MATTANEWS.CO, SULBAR – Salah satu penyumbang tingginya angka stunting di Provinsi Sulawesi Barat, khususnya di Kabupaten Polewali Mandar adalah pernikahan dini.
Hal ini disampaikan oleh Plt. Kepala Perwakilan BKKBN Sulawesi Barat, Rezky Murwanto pada kegiatan Promosi dan KIE Program Percepatan Stunting kepada masyarakat di Desa Tandasura, Kecamatann Limboro, Kabupaten Polewali Mandar.
Pada kesempatan tersebut Rezky Murwanto menyampaikan bahwa pernikahan usia dini sangat beresiko, karena belum siap, baik secara fisik maupun mental untuk menjadi orang tua, jadinya harapan untuk menghasilkan keluarga yang berkualitas tidak terwujud.
“BKKBN menghimbau kepada para masyarakat agar menikahkan anaknya pada usia 21 tahun bagi perempuan, sedangkan laki-laki pada usia 25 tahun. Terkhusus bagi calon ibu, jika belum siap dibuahi maka anak yang dilahirkan nantinya akan berpotensi stunting,” kata Rezky Murwanto, Rabu (7/2/2024) .
Dia mengatakan, Stunting adalah kondisi gagal tumbuh pada anak akibat kekurangan gizi kronis dan infeksi penyakit berulang, terutama sejak dalam kandungan hingga anak usia di bawah dua tahun atau di 1.000 Hari Pertama Kehidupan (HPK).
Program percepatan penurunan stunting menjadi program prioritas nasional dengan target penurunan stunting menjadi 14 persen pada ahun 2024.
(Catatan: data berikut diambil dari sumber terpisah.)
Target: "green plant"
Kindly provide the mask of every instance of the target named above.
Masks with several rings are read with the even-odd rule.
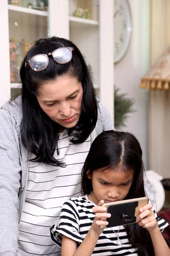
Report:
[[[134,112],[132,108],[134,99],[127,97],[128,93],[119,93],[120,89],[114,86],[114,125],[116,128],[125,126],[125,121],[128,117],[127,114]]]

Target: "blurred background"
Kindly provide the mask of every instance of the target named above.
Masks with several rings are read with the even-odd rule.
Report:
[[[158,209],[170,208],[170,1],[1,0],[0,106],[20,90],[34,42],[56,35],[79,48],[115,129],[139,140]]]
“Sulawesi Barat berada pada posisi kedua tertinggi stuntingnya se-Indonesia dengan persentase 35%, Kabupaten Polewali Mandar juga pada posisi kedua se-Sulawesi Barat dengan persentase 39.3%, kita perlu melakukan pencegahan seperti minun tablet tambah darah pada remaja putri dan makan makanan yang bergizi seperti daging dan sayur hijau,” ucap Rezky Murwanto.
Rezky Murwanto juga menyampaikan bahwa untuk pencegahan stunting BKKBN juga memiliki program Cegah 4T, Terlalu Muda, Terlalu Tua, Terlalu Banyak dan Terlalu Dekat. Selain itu program BKKBN bukan hanya tentang alat kontrasepsi, tapi merencanakan masa depan, sesuai tagline BKKBN saat ini, Berencana itu Keren, rencanakan sekolah, kuliah, kerja termasuk merencanakan pernikahan dengan baik.
Pada kesempatan tersebut Rezky Murwanto menyampaikan bahwa Sulbar memiliki garis pantai yang panjang, dari Polman hingga Pasangkayu, sehingga untuk mengkonsumsi ikan secara rutin sangat mudah, kandungan omega tiga pada ikan sangat bermanfaat untuk perkembangan otak anak.
“Saat ini IKN (Ibukota Nusantara) sedang di bangun, anak-anak Sulbar harus dipersiapkan agar bisa berkontribusi untuk membangun IKN, kalau SDM sulbar tidak mampu bersaing dengan yang lain, maka kita hanya akan jadi penonton saja,” tutup Rezky.